I sometimes get myself in trouble. I consider myself liberal, although realistically, I’m pretty middle of the road. In every election so far, I’ve voted Democratic, although full disclosure, if Ron Paul had gotten through the primaries, I would have voted for him.
I live in Madison, WI, a city with a reputation for being on the left. Most of the people I know and interact with are on the left.
I do, however, have friends that are Republican. I even have at least one good friend that I know voted for Donald Trump in 2016 (not sure about 2020.)
I consume news from all sides of the political spectrum.
This is where I get in trouble. When I see people on the left who have good intentions but make bad arguments, it bothers me.
For instance, when people make personal attacks on Donald Trump. Calling him a Cheeto, Orange in Chief, etc. This applies to all political figures. I’m guilty as well. I have on more than once referred to a certain U.S. Senator as a turtle. But this is not good.
I’m reminded of the following quote:
I always cheer up immensely if an attack is particularly wounding because I think, well, if they attack one personally, it means they have not a single political argument left.
When I see a liberal make fun of the way Trump looks or stands, or the size of his hands, I think, “Wow, Trump won this one. This person doesn’t have a real argument, so they are making fun of the way he looks.”

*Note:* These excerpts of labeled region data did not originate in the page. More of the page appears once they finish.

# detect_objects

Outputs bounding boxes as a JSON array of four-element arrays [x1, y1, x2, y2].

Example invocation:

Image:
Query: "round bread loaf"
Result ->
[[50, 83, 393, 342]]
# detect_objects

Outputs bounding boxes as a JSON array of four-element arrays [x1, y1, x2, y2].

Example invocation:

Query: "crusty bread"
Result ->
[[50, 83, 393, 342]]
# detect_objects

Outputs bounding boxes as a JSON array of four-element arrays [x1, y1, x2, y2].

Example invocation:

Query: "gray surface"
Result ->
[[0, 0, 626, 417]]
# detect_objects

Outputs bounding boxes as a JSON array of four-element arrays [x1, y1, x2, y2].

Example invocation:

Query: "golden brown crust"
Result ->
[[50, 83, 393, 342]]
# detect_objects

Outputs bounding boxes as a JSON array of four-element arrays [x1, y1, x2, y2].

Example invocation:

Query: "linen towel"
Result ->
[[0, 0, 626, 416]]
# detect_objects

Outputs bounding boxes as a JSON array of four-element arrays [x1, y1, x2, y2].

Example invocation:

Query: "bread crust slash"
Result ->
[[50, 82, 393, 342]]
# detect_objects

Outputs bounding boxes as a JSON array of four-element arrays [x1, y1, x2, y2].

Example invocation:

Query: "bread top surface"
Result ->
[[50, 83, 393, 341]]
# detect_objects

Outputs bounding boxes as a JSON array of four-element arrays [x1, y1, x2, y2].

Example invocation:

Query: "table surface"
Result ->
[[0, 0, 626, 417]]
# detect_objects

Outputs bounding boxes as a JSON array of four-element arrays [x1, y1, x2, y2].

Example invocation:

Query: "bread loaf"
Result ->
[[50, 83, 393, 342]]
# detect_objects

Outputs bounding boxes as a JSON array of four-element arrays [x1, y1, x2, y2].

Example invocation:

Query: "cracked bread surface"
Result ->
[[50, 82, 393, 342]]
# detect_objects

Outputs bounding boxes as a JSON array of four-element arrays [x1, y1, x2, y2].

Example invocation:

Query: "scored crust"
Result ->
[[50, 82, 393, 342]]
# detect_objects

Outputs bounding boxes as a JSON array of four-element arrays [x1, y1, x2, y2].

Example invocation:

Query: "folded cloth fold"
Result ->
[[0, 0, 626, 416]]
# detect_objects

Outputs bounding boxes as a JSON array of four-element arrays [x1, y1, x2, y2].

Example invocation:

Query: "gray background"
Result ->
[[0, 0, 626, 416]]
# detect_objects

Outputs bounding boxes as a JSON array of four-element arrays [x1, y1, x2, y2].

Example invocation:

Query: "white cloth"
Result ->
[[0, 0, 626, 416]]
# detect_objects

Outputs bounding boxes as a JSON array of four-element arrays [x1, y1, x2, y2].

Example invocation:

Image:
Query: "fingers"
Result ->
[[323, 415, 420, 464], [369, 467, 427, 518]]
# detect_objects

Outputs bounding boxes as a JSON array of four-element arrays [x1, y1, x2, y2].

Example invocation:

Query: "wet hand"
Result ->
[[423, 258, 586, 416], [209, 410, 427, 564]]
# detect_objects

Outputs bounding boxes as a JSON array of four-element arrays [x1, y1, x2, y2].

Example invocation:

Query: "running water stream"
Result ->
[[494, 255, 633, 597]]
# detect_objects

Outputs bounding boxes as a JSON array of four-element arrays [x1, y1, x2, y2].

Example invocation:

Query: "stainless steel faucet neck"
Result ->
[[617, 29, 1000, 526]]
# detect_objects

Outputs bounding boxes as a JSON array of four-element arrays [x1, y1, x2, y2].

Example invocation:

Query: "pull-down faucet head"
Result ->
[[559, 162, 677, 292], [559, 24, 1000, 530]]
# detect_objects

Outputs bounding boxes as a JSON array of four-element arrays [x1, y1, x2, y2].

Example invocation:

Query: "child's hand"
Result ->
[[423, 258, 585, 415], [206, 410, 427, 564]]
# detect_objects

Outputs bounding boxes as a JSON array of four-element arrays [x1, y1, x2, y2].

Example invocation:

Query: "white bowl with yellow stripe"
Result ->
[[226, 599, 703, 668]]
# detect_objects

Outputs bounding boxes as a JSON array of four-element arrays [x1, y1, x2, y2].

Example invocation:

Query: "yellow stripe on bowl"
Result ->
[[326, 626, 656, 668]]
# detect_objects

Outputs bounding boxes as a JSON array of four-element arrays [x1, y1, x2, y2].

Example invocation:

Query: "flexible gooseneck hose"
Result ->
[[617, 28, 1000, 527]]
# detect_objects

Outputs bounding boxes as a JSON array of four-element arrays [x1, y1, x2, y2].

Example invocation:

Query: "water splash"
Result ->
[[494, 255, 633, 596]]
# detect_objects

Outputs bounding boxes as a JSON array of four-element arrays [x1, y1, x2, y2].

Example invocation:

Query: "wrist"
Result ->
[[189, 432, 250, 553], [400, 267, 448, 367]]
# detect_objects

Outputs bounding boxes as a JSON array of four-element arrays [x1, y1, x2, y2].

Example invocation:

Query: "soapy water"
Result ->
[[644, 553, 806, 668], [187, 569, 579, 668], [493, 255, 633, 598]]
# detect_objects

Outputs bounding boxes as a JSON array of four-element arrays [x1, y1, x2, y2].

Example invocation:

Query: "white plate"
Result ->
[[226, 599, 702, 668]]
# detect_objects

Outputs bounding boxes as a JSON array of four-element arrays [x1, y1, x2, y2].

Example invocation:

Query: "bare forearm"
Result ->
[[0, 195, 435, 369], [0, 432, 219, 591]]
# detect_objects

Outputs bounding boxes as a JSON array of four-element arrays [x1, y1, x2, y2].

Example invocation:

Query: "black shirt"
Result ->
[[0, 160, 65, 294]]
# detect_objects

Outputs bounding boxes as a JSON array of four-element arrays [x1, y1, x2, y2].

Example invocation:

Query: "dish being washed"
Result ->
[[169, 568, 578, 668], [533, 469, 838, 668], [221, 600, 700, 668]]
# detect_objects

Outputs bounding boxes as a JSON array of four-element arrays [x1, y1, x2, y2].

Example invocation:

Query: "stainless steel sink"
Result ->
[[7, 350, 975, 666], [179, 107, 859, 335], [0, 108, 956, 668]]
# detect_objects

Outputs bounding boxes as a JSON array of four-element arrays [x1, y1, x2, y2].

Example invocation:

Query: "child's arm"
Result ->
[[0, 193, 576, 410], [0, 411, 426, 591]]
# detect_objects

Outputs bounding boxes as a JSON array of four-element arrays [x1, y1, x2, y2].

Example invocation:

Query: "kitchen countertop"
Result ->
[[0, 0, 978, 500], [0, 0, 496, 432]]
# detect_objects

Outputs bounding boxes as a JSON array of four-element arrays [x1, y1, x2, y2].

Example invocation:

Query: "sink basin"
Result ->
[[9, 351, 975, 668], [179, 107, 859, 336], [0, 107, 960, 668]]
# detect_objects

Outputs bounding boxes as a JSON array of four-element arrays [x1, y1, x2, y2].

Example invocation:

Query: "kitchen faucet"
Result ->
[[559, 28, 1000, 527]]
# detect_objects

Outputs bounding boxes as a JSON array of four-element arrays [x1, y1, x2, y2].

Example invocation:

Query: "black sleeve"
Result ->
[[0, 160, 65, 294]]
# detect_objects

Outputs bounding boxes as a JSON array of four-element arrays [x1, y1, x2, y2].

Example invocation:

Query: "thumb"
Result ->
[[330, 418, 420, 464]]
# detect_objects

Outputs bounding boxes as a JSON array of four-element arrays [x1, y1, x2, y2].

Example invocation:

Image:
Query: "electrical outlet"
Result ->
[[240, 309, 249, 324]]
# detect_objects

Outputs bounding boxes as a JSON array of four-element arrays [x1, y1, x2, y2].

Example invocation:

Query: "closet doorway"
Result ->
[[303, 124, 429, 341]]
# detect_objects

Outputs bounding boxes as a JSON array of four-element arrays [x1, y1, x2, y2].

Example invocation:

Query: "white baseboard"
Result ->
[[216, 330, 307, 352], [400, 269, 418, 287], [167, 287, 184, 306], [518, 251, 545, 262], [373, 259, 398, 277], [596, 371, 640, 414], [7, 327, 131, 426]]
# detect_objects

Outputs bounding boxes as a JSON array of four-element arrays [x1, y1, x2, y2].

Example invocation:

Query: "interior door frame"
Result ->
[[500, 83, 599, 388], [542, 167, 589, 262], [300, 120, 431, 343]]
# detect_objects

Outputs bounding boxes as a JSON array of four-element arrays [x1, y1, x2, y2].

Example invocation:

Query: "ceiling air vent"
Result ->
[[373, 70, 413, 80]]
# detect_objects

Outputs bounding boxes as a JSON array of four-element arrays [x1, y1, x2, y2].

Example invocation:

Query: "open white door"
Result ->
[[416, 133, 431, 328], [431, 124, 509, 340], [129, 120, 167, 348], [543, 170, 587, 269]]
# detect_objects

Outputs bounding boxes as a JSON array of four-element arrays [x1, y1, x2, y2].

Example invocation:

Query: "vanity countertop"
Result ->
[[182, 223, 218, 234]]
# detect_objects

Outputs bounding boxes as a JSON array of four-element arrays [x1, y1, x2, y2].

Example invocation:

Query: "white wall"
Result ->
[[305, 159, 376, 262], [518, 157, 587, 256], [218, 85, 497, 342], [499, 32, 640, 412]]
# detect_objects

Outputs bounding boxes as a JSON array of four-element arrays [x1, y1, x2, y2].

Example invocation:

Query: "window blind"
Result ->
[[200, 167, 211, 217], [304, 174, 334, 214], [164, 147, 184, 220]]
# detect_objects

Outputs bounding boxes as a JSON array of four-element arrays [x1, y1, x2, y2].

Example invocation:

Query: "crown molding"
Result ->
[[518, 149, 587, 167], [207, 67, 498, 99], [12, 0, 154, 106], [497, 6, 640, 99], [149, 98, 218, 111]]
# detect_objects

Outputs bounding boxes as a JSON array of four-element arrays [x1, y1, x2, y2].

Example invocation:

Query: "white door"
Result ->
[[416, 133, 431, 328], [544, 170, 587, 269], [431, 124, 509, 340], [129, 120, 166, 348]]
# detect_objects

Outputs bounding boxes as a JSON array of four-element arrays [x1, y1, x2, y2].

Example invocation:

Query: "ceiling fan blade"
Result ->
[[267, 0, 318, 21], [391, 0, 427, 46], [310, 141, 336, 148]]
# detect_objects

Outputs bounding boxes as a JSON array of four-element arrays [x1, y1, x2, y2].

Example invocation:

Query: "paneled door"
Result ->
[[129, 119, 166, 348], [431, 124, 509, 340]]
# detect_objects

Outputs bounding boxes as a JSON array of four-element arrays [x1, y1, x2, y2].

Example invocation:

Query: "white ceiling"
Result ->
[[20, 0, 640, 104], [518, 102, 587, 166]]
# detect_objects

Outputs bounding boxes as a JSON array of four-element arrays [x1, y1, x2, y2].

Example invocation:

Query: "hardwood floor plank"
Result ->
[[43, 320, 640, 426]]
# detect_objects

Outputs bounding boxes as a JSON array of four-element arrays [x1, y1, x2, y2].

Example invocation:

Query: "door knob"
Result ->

Sometimes I point out the bad argument or play devil’s advocate because I want them to do better. Then people attack me and make all sorts of assumptions.
This is especially true when dealing with marginalized groups. If someone from [marginalized group] says something factually wrong, or misleading, or something I can’t entirely agree with, I get attacked when I point it out. “How dare you awful cis white male attack this marginalized person! Educate yourself!”
Yes, trolls are trying to stir shit up. But some people are trying to have a real conversation. How are we supposed to move forward and make meaningful changes that help marginalized groups if we’re not allowed to talk about it and debate the specifics? The answer isn’t to tell people to “Shut up and listen” because that’s what got Trump elected in 2016 and almost reelected in 2020.
When people say “My humanity’s not up for debate,” you’re setting yourself up for failure.
There shouldn’t be a debate. There shouldn’t be a question. There shouldn’t be a conversation. But there is. I may not like the debate, I may think it shouldn’t exist, but it’s happening. I shouldn’t have to fight for basic rights. But I do. I may not think I should have to convince people who think I don’t exist, or don’t deserve rights, but those people exist and there’s enough of them to effect me. So if I don’t convince them, I don’t get rights.
I want to progress, but progressives are working against their best interests by attacking people who would otherwise be their allies.
Being an educator is not only getting the truth right but there’s got to be an act of persuasion in there as well. Persuasion isn’t always “Here’s the facts. You’re either an idiot or you’re not.” It’s “Here’s the facts and here is a sensitivity to your state of mind.” It’s the facts plus the sensitivity when convolved together that creates impact.
I’m really afraid that 2024 is going to be a repeat of 2016.
When you have celebrities like David Cross out there saying ”Fuck that. I want blood!” I’m not sure how to react to that. Without unity, there will be blood, and guess what David, the Republicans are the ones with guns.
I’d really like for there to be a United States in 20 years, but right now I’m not sure if that’s realistic.
If Donald Trump almost getting reelected, and the mass exodus of people and companies from California to Texas is any sign, liberals are losing this war.